CLIN 29 in Groningen

Sentiment Preservation in Machine Translation
Pintu Lohar, Haithem Afli and Andy Way

For most people nowadays, interacting with social media is an everyday occurrence. Twitter has become a popular platform to facilitate information sharing. Its maximum 280-character restriction encourages users to post informal short texts (tweets) that often convey a certain degree of sentiment. Unfortunately, sentiment analysis (SA) tools are almost uniquely available in English, so if one has a large amount of customer feedback, they need to be first translated into English prior to SA being performed. In many cases, maintaining sentiment polarity in the target language is much more important than the actual translation quality. However, MT can sometimes alter the sentiment in the target language [Mohammad et al., 2016]. Furthermore, parallel Twitter data for MT training is barely available.

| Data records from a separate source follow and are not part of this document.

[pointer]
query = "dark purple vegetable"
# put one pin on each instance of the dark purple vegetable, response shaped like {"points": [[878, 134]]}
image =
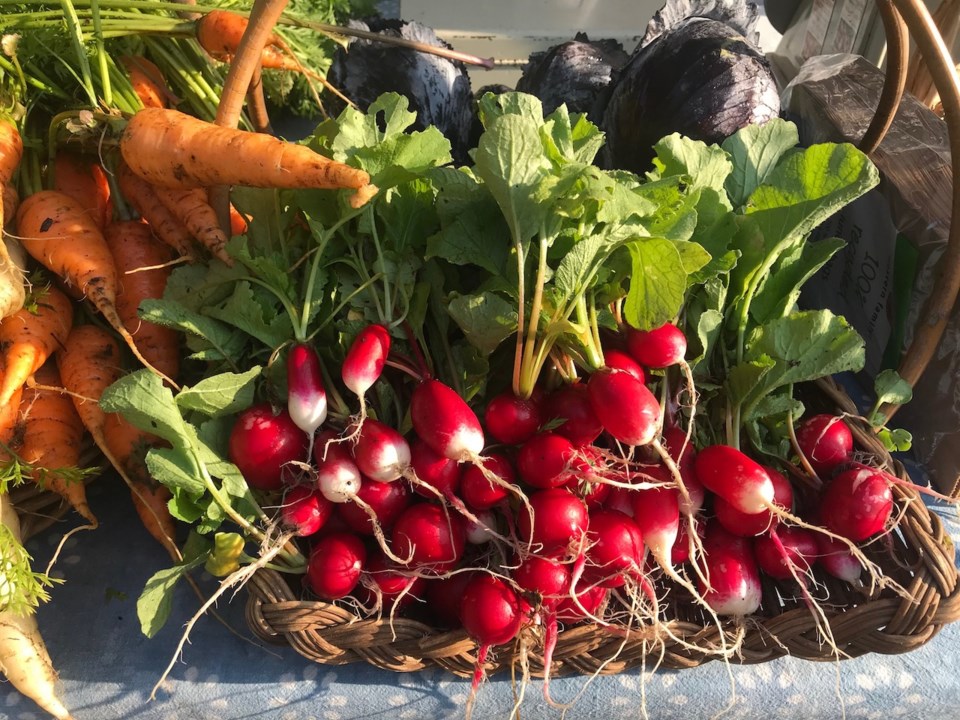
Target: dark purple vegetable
{"points": [[696, 72], [438, 89], [573, 72]]}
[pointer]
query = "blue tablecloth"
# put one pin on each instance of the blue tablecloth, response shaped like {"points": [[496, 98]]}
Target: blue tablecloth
{"points": [[108, 668]]}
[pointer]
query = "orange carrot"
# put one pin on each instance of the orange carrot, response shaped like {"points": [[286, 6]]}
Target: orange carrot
{"points": [[52, 438], [143, 197], [147, 80], [170, 149], [85, 182], [89, 363], [133, 247], [28, 338], [192, 209], [129, 446], [56, 232], [219, 33]]}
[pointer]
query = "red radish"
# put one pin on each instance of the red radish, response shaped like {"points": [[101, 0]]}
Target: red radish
{"points": [[656, 513], [491, 615], [617, 360], [306, 397], [490, 610], [479, 533], [559, 520], [615, 550], [391, 583], [544, 461], [785, 551], [569, 411], [385, 500], [510, 419], [836, 559], [590, 599], [335, 565], [305, 510], [547, 577], [444, 597], [431, 538], [365, 359], [735, 588], [625, 407], [749, 525], [263, 443], [476, 488], [439, 472], [826, 441], [658, 348], [445, 422], [736, 478], [381, 453], [338, 479], [857, 503]]}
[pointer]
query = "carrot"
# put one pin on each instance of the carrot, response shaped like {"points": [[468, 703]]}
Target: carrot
{"points": [[56, 232], [129, 445], [192, 209], [170, 149], [143, 197], [147, 80], [28, 338], [52, 439], [134, 246], [23, 655], [85, 182], [219, 33], [12, 293]]}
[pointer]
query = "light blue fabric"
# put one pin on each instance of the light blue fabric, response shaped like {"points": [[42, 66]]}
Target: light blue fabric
{"points": [[108, 668]]}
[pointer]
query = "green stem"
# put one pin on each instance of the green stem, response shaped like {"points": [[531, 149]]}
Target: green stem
{"points": [[387, 299], [301, 332], [76, 37], [101, 55]]}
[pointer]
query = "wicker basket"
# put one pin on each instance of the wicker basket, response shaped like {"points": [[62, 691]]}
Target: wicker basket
{"points": [[919, 554]]}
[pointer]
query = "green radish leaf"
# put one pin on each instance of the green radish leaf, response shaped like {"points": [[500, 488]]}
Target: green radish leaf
{"points": [[143, 399], [156, 600], [891, 388], [706, 166], [256, 312], [657, 283], [176, 470], [509, 159], [486, 319], [223, 394], [755, 151], [778, 294]]}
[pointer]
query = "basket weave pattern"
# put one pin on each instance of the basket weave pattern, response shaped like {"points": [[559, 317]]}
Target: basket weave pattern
{"points": [[918, 555]]}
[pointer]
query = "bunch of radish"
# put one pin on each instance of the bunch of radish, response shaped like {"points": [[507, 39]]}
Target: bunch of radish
{"points": [[580, 503]]}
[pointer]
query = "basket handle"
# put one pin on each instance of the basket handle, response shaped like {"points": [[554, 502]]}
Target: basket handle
{"points": [[913, 14]]}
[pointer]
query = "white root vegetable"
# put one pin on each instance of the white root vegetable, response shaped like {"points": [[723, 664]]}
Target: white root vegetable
{"points": [[24, 659]]}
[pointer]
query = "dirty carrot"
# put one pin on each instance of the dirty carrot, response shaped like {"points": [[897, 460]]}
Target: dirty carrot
{"points": [[192, 209], [129, 446], [143, 198], [52, 440], [55, 230], [171, 149], [134, 247], [30, 336], [85, 182]]}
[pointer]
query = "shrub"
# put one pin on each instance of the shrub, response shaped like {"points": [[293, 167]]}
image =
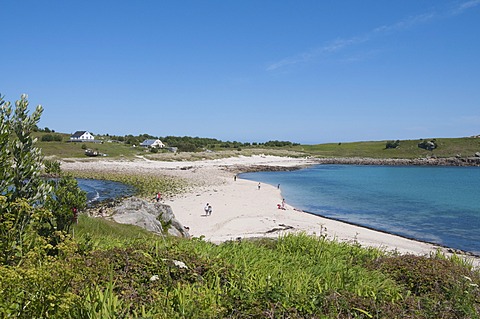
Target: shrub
{"points": [[392, 144]]}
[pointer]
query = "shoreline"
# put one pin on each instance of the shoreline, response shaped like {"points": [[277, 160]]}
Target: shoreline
{"points": [[241, 210]]}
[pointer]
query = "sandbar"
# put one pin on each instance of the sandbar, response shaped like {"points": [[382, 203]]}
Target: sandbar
{"points": [[241, 209]]}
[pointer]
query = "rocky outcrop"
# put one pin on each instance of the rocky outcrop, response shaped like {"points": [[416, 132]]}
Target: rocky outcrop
{"points": [[155, 217]]}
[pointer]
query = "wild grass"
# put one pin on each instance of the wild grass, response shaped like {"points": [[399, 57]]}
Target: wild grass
{"points": [[129, 273]]}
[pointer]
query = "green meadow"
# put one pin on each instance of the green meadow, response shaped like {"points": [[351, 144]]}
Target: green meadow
{"points": [[407, 149]]}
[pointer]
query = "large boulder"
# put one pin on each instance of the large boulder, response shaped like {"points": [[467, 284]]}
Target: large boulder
{"points": [[155, 217]]}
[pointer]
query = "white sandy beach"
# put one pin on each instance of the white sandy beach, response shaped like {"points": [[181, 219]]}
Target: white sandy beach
{"points": [[241, 210]]}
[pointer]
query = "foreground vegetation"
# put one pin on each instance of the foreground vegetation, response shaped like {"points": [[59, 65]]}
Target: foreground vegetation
{"points": [[109, 270]]}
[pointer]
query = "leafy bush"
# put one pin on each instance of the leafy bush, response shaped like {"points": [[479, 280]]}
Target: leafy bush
{"points": [[33, 210]]}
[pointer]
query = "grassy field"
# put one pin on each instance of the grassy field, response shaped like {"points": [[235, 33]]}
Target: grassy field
{"points": [[447, 147], [408, 149]]}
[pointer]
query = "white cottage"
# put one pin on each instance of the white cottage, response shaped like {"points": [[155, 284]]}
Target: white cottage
{"points": [[152, 143], [82, 136]]}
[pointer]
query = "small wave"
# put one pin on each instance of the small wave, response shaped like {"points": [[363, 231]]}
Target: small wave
{"points": [[95, 197]]}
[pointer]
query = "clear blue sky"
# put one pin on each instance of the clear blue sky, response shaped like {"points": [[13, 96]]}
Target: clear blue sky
{"points": [[251, 71]]}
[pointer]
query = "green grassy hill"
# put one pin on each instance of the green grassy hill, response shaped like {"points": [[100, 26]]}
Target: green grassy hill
{"points": [[407, 149], [447, 147]]}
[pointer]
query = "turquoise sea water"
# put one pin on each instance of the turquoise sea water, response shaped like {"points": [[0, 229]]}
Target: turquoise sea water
{"points": [[435, 204], [99, 190]]}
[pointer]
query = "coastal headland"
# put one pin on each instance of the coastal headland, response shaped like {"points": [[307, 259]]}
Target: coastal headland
{"points": [[246, 209]]}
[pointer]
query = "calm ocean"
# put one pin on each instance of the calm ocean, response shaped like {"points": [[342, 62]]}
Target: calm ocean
{"points": [[99, 190], [435, 204]]}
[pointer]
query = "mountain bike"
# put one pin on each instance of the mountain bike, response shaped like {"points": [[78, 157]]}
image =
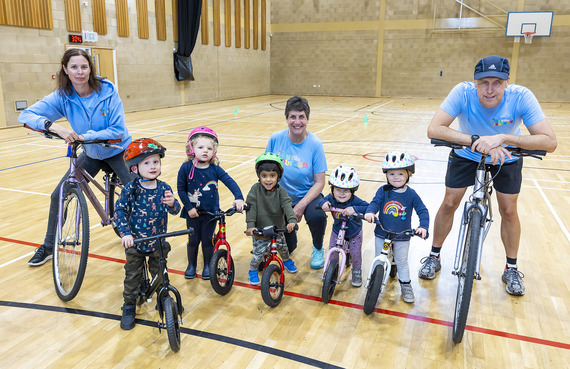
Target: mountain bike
{"points": [[475, 224], [168, 300], [334, 267], [222, 268], [382, 267], [273, 279], [71, 243]]}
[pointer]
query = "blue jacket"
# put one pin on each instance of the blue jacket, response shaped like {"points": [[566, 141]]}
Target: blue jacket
{"points": [[106, 122]]}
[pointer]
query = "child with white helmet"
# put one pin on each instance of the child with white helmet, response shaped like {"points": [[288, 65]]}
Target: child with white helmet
{"points": [[394, 203], [344, 182]]}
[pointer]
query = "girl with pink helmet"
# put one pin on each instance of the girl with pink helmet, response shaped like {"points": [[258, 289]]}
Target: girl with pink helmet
{"points": [[198, 190]]}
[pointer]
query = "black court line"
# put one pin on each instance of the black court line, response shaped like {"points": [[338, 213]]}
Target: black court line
{"points": [[193, 332]]}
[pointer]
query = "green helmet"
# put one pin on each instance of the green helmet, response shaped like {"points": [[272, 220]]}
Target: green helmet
{"points": [[269, 157]]}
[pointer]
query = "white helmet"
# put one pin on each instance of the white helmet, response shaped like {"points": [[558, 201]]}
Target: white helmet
{"points": [[344, 177], [398, 160]]}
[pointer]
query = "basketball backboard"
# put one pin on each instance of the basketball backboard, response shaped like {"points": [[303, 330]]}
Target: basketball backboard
{"points": [[520, 22]]}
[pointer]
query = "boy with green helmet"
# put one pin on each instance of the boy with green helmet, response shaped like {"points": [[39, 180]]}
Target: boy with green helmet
{"points": [[269, 204]]}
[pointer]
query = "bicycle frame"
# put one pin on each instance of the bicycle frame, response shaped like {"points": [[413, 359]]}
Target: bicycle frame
{"points": [[273, 257], [385, 260]]}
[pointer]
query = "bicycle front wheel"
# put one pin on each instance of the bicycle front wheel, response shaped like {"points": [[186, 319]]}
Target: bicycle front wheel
{"points": [[222, 278], [171, 322], [466, 274], [271, 286], [329, 283], [71, 245]]}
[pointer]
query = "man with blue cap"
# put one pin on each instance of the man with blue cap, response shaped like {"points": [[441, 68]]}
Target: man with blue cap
{"points": [[489, 112]]}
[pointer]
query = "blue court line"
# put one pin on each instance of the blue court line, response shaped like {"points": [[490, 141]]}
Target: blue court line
{"points": [[202, 334]]}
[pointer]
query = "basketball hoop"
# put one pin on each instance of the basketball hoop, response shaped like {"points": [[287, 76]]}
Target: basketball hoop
{"points": [[528, 37]]}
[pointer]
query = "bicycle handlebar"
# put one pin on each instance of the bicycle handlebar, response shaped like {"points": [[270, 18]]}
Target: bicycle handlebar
{"points": [[53, 135], [189, 231], [516, 151]]}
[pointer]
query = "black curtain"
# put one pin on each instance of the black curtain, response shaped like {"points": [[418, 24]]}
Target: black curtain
{"points": [[189, 12]]}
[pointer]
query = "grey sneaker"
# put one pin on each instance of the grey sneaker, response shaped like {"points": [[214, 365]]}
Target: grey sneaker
{"points": [[407, 292], [430, 266], [513, 279], [356, 278], [41, 255]]}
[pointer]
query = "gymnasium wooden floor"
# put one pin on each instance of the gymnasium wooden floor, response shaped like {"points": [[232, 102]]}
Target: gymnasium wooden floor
{"points": [[238, 330]]}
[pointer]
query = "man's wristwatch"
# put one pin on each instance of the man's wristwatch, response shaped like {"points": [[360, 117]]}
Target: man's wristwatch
{"points": [[474, 138]]}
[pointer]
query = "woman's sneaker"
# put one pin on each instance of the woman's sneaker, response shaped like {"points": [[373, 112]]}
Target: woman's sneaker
{"points": [[253, 277], [356, 278], [289, 265], [407, 292], [41, 255]]}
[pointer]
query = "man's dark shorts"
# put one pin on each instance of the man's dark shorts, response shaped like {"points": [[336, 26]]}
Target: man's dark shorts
{"points": [[461, 173]]}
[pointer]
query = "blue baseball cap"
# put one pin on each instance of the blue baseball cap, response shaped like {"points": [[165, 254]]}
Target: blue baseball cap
{"points": [[492, 66]]}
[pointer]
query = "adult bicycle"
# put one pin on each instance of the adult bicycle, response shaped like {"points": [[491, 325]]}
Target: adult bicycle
{"points": [[71, 243], [475, 224], [168, 300]]}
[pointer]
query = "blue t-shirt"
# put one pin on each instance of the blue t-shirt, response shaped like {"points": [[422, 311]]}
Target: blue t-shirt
{"points": [[519, 105], [301, 162]]}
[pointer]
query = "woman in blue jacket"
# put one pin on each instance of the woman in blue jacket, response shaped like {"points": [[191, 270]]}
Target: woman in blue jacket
{"points": [[94, 110]]}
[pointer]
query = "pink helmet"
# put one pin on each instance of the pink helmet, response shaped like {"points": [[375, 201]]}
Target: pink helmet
{"points": [[201, 131]]}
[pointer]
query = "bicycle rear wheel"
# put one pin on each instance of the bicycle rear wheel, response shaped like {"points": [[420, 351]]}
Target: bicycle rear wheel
{"points": [[374, 288], [222, 278], [171, 322], [329, 283], [71, 245], [466, 274]]}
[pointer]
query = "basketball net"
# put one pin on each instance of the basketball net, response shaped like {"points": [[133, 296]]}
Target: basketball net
{"points": [[528, 37]]}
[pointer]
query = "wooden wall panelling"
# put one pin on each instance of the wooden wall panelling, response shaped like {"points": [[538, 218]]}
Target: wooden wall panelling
{"points": [[73, 15], [217, 36], [246, 23], [122, 18], [263, 25], [205, 23], [237, 4], [228, 22], [255, 24], [99, 17], [142, 19], [160, 13]]}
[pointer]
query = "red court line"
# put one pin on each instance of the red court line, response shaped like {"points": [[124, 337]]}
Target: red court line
{"points": [[491, 332]]}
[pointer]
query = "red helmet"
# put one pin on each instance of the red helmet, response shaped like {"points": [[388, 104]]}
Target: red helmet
{"points": [[201, 131], [140, 149]]}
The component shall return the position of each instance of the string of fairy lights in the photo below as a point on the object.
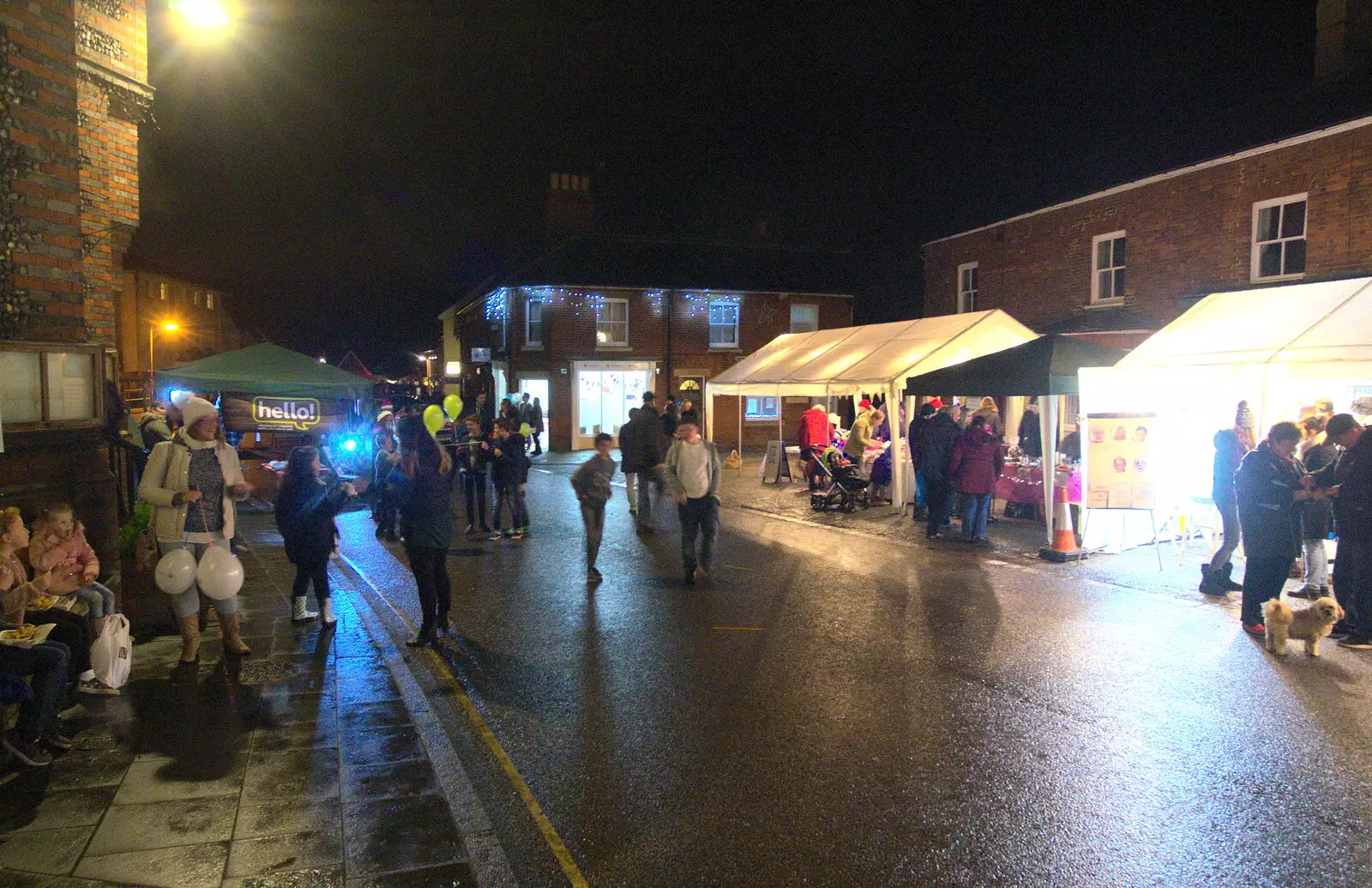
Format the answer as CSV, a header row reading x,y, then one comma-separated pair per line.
x,y
693,304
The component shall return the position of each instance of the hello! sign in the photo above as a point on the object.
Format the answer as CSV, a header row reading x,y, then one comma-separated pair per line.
x,y
302,414
250,412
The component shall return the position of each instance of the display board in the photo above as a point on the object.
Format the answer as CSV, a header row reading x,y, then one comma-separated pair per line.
x,y
244,412
1120,460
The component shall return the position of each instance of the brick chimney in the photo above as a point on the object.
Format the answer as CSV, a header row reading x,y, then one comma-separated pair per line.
x,y
569,206
1342,37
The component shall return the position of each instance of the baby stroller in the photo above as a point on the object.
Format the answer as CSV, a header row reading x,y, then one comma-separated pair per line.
x,y
841,487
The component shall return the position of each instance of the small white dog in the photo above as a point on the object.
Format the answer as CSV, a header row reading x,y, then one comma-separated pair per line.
x,y
1308,625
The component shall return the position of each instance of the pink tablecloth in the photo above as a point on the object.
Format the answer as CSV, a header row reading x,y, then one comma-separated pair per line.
x,y
1026,486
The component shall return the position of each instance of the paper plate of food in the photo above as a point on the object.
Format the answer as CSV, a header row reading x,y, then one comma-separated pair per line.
x,y
27,636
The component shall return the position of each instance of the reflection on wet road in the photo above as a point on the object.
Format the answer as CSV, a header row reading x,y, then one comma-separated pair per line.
x,y
906,716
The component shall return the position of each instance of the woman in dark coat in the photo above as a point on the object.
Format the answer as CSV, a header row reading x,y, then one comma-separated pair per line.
x,y
1316,515
423,486
976,466
305,510
1268,487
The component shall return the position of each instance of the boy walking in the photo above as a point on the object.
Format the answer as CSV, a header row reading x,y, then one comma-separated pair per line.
x,y
693,471
590,480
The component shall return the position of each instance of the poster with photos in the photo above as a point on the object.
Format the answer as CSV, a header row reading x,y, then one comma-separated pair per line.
x,y
1118,460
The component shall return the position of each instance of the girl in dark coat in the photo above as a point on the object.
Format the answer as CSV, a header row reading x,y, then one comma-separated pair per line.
x,y
1268,486
423,485
976,466
305,510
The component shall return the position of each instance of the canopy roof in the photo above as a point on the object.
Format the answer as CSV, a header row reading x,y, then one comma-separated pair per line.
x,y
1044,366
265,370
1324,323
869,359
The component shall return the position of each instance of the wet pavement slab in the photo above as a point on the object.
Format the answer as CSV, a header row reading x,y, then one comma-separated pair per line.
x,y
847,704
298,766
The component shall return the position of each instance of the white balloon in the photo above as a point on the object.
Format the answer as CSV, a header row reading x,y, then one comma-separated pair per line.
x,y
175,571
220,574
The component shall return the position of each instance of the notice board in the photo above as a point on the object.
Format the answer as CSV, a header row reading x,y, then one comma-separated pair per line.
x,y
1120,460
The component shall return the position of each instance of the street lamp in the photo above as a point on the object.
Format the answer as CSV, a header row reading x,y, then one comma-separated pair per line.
x,y
171,327
205,15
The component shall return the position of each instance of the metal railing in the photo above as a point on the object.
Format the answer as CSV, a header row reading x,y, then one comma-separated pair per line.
x,y
127,462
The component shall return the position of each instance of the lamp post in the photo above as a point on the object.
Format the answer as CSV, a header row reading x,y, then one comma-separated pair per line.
x,y
153,365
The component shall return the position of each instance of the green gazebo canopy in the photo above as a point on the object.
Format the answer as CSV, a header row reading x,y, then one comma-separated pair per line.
x,y
1046,365
267,370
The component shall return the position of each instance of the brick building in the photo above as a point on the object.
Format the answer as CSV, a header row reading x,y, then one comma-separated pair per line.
x,y
73,91
150,298
1118,263
600,320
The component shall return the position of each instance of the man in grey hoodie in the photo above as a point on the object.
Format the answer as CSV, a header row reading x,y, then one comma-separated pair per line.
x,y
693,473
590,480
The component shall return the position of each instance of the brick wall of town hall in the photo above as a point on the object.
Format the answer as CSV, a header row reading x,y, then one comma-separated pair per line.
x,y
1188,233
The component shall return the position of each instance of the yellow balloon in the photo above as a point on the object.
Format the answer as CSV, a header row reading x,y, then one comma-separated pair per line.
x,y
434,418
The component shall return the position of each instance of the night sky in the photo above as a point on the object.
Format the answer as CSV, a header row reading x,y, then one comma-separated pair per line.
x,y
347,169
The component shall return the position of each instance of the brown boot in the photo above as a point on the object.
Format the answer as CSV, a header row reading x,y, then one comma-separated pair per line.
x,y
232,641
190,637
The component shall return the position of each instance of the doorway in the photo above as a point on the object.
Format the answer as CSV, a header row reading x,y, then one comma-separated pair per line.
x,y
605,393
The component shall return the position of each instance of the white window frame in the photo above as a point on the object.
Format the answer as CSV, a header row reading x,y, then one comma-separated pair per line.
x,y
1255,246
711,324
962,294
1095,268
761,416
608,324
803,305
528,322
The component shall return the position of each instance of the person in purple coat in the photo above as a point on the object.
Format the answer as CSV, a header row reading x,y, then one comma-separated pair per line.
x,y
976,464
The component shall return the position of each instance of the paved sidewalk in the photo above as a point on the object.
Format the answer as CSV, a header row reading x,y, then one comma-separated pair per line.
x,y
312,764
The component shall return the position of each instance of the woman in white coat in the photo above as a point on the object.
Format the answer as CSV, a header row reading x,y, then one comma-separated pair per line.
x,y
194,482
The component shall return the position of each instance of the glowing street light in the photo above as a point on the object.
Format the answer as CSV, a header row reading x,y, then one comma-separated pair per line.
x,y
205,18
171,327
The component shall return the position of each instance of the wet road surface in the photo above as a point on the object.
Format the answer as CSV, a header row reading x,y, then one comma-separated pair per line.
x,y
836,710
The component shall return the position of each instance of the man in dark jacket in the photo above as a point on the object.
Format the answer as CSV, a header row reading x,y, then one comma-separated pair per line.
x,y
153,425
486,411
629,437
1349,482
1268,487
932,457
647,455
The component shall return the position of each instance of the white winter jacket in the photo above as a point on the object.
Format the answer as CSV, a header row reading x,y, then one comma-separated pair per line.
x,y
166,475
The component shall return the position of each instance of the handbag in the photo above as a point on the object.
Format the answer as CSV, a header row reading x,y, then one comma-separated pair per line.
x,y
111,655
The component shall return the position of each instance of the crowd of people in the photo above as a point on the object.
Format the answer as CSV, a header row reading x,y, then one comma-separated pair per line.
x,y
1283,497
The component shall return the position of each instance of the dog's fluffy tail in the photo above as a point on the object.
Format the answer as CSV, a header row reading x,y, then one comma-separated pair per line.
x,y
1278,611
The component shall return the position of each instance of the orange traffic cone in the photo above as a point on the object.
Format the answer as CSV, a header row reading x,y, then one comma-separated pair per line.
x,y
1063,537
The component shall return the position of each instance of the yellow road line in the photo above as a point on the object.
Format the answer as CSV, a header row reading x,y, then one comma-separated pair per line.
x,y
545,826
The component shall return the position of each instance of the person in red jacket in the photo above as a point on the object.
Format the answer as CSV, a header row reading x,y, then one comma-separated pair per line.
x,y
815,434
976,464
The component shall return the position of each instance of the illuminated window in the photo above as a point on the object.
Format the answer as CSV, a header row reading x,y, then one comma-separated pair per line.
x,y
804,318
1108,267
534,323
724,324
761,408
41,387
612,323
1279,238
967,287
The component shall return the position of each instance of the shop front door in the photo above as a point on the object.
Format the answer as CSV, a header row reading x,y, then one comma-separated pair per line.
x,y
693,389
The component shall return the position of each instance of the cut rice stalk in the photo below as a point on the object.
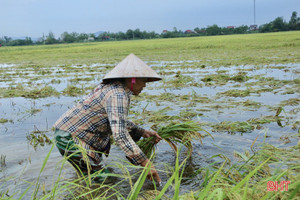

This paper highlights our three major contributions in this area: (i) our published English–German parallel corpus of FIFA 2014 World Cup tweets (FooTweets) with manually annotated sentiment scores, (ii) a suite of sentiment-specific MT systems focusing on sentiment preservation during translation, and (iii) a nearest sentiment class-combination method to extend the existing sentiment-specific MT systems by adding training data from the nearest-sentiment class. Our extensive evaluation revealed the following useful observations; (i) our published resource is very useful in translating user-generated content, (ii) the sentiment MT systems significantly improve sentiment preservation with only a slight deterioration in overall translation quality, and (iii) the proposed approach is capable of achieving a proper balance between translation quality and sentiment preservation.